Energy storage in a continuous-variable quantum battery with nonlinear coupling (2510.21672v1)

Abstract: In the quantum world, the process of energy storage can be enhanced thanks to various nonclassical phenomena. This inspiring fact suggests quantum batteries as plausible sources of power for future quantum devices, at least in principle. However, thermodynamically not all of the energy stored in a quantum battery is useful for doing work. By considering a class of models based upon quantum continuous variables, here we show how the maximum extractable energy from a bosonic quantum battery can be intimately related to Heisenberg's uncertainty principle. We found that realizing minimum uncertainty essentially guarantees that all of the energy stored in a Gaussian quantum battery can be withdrawn and used to do work. For a standard system where the charger and battery are coupled linearly, this criterion is satisfied rather trivially.
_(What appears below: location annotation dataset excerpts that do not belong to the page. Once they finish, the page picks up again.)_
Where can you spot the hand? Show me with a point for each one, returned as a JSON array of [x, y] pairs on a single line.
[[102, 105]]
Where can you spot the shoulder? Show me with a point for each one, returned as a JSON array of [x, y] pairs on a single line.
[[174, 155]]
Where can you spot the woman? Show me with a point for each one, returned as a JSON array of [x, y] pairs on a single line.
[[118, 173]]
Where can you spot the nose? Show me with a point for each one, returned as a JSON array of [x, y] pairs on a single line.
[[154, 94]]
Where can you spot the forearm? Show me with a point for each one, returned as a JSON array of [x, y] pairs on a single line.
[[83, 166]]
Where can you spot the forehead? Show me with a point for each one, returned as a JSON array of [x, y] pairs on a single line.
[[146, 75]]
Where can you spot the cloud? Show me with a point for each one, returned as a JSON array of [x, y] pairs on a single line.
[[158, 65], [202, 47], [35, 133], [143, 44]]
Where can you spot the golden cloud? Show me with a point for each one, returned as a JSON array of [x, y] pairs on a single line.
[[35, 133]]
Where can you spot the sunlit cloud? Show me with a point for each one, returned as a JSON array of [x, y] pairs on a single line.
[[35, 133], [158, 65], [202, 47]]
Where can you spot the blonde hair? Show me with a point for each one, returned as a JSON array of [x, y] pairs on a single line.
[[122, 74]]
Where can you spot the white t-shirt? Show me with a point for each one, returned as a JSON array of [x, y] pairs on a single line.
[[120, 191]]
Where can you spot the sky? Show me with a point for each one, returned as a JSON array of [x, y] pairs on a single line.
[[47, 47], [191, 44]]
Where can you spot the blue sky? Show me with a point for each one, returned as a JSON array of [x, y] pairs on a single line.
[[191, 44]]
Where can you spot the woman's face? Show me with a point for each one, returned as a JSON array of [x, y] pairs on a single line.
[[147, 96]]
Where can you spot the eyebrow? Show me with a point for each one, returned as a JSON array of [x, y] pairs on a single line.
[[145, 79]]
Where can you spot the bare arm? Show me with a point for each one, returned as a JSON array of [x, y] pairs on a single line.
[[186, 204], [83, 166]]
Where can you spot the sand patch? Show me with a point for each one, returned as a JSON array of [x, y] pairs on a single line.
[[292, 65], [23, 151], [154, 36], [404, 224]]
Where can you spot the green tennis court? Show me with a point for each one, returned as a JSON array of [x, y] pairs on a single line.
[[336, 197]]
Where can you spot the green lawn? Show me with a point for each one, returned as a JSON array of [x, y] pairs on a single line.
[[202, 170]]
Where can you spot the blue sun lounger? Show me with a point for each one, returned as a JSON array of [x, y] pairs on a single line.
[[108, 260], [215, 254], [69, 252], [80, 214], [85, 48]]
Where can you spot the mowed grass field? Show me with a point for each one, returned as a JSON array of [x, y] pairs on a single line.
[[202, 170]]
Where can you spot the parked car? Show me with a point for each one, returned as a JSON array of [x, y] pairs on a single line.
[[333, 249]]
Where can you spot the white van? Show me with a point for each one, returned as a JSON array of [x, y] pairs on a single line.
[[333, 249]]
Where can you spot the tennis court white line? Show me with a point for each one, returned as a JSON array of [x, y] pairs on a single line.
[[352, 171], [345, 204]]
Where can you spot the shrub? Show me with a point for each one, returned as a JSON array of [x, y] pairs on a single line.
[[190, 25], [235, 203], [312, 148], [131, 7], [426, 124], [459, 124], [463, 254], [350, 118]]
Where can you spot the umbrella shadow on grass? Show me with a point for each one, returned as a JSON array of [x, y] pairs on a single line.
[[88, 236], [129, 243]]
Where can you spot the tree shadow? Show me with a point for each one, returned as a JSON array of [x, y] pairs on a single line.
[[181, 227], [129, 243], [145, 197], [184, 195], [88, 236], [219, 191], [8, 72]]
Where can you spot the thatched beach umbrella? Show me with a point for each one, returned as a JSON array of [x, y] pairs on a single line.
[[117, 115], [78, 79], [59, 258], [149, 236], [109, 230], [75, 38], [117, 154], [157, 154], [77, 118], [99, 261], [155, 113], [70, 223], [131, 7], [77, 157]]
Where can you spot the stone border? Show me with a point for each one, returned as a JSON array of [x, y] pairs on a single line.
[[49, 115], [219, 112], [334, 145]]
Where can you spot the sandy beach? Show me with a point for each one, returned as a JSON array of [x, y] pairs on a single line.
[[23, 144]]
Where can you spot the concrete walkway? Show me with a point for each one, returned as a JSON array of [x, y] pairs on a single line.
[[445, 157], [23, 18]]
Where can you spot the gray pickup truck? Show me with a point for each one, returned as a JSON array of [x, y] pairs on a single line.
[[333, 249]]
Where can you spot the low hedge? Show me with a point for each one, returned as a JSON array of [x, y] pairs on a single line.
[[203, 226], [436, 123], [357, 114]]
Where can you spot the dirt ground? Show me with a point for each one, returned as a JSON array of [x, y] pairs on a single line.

However, our theoretical results demonstrate that - for a quantum battery with nonlinear coupling - a state of minimum uncertainty can also be achieved nontrivially via the generation of quantum squeezing. We characterize the charging performance of our proposed continuous variable quantum batteries in detail, and we hope that our theory may be useful in the design of a new generation of efficient quantum batteries harnessing bosonic excitations, such as those built with photonic architectures.